= List of the longest English words with one syllable =

This is a list of candidates for the longest English word of one syllable, i.e. monosyllables with the most letters. A list of 9,123 English monosyllables published in 1957 includes three ten-letter words: scraunched, scroonched, and squirreled. Guinness World Records lists scraunched and strengthed. Other sources include words as long or longer. Some candidates are questionable on grounds of spelling, pronunciation, or status as obsolete, nonstandard, proper noun, loanword, or nonce word. Thus, the definition of longest English word with one syllable is somewhat subjective, and there is no single unambiguously correct answer.

==List==

| word | pronunciation | letters | source | notes |
|---|---|---|---|---|
| broughammed | /ˈbruːmd/ | 11 | Sc.Am. | Meaning "travelled by brougham", by analogy with bussed, biked, carted etc. Rhymes with fumed, zoomed. Suggested by poet William Harmon in a competition to find the longest monosyllable. |
| squirrelled | /ˈskwɜːrld/ | 11 | LPD; MWOD | Compressed American pronunciation of a word which has two syllables /ˈskwɪrəld/ in British Received Proununciation. The monosyllabic pronunciation rhymes with world, curled. In the United States, the given spelling is a variant of the more common squirreled (see -led and -lled spellings). |
| broughamed | /ˈbruːmd/ | 10 | Shaw | A variant of broughammed, used by George Bernard Shaw in a piece of journalism. |
| schmaltzed | /ˈʃmɔːltst/, /ˈʃmɒltst/, /ˈʃmæltst/ | 10 | OED | Meaning "imparted a sentimental atmosphere to" e.g. of music; with a 1969 attestation for the past tense. |
| schnappsed | /ˈʃnæpst/ | 10 | Sc.Am. | Meaning "drank schnapps"; proposed by poet George Starbuck in the same competition won by his friend William Harmon. |
| schwartzed | /ˈʃwɔːrtst/ | 10 |  | Meaning "responded 'Schwartz' to a player without making eye-contact" in the game Zoom Schwartz Profigliano. |
| scraunched | /ˈskrɔːnʃt/ | 10 | W3NID; Moser | A "chiefly dialect" word, meaning "crunched". |
| scroonched | /ˈskrʊnʃt/ | 10 | W3NID; Moser | A variant of scrunched, meaning "squeezed". |
| scrootched | /ˈskruːtʃt/ | 10 | AHD | A variant of scrooched, meaning "crouched". |
| squirreled | /ˈskwɜːrld/ | 10 | LPD; MWOD; Moser | The more usual American spelling of squirrelled. |
| strengthed | /ˈstrɛŋθt/ | 10 | OED | An obsolete verb meaning "strengthen", "force", and "summon one's strength". The latest citation is 1614 (1479 for strengthed), at which time the Early Modern English pronunciation would have been disyllabic. |

==Proper names==
Some nine-letter proper names remain monosyllabic when adding a tenth letter and apostrophe to form the possessive:
- Laugharne's /ˈlɑrnz/
- Scoughall's /ˈskoʊlz/

In his short story, "Strychnine in the Soup", P. G. Wodehouse had a character whose surname was "Mapledurham", pronounced "Mum". This is eleven letters, while "Mapledurham's" is twelve.

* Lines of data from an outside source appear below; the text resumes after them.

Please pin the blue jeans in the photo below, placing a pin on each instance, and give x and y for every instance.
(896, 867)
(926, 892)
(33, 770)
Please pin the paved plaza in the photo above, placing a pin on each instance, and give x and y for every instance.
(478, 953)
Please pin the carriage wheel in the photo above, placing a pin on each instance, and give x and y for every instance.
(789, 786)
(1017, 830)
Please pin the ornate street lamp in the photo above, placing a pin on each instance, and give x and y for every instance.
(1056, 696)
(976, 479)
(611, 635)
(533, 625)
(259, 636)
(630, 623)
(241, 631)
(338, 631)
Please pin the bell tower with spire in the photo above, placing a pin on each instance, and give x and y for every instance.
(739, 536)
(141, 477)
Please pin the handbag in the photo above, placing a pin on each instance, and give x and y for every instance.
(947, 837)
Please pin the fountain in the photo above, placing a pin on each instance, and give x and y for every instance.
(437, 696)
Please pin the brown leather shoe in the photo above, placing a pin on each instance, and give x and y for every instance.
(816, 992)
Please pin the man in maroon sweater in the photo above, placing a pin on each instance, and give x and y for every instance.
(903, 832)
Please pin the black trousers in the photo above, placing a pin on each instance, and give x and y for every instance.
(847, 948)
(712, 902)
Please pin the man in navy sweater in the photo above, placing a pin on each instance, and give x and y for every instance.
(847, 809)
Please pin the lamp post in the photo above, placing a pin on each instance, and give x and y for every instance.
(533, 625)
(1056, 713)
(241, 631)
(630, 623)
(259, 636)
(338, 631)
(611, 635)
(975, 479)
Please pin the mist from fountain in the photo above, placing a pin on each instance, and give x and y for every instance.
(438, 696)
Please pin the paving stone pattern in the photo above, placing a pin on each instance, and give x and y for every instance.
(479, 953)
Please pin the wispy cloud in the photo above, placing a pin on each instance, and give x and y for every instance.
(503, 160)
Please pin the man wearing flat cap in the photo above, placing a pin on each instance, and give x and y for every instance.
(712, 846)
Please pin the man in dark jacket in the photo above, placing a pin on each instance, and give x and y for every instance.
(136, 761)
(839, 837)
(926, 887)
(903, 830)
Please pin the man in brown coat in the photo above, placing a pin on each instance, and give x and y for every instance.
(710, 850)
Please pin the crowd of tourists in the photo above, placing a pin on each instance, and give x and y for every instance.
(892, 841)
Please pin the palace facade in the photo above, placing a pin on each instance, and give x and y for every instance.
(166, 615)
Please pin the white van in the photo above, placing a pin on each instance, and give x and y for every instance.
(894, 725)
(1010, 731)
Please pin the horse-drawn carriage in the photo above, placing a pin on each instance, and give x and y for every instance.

It is productive in English to convert a (proper) noun into an eponymous verb or adjective:
- A 2007–08 promotion in France used the slogan "Do you Schweppes?", implying a past tense Schweppesed (11 letters) for the putative verb.
- Schwartzed (10 letters) has been used to mean "(re)designed in the style of Martha Schwartz"
- Schwartzed has also been used to mean "crossed swords with Justice Alan R. Schwartz"
- Schmertzed (10 letters) has been used to mean "received undue largesse from New York City through the intervention of negotiator Eric Schmertz"

==Contrived endings==
In a 1970 article in Word Ways, Ralph G. Beaman converts past participles ending -ed into nouns, allowing regular plurals with -s. He lists five verbs in Webster's Third International generating 10-letter monosyllables scratcheds, screecheds, scroungeds, squelcheds, stretcheds; from the verb strength in Webster's Second International, he forms the 11-letter strengtheds.

The past tense ending -ed and the archaic second person singular ending -st can be combined into -edst; for example "In the day when I cried thou answeredst me, and strengthenedst me with strength in my soul". While this ending is usually pronounced as a separate syllable from the verb stem, it may be abbreviated -'dst to indicate elision. Attested examples include scratch'dst and stretch'dst, each of which has one syllable spelled with ten letters plus apostrophe.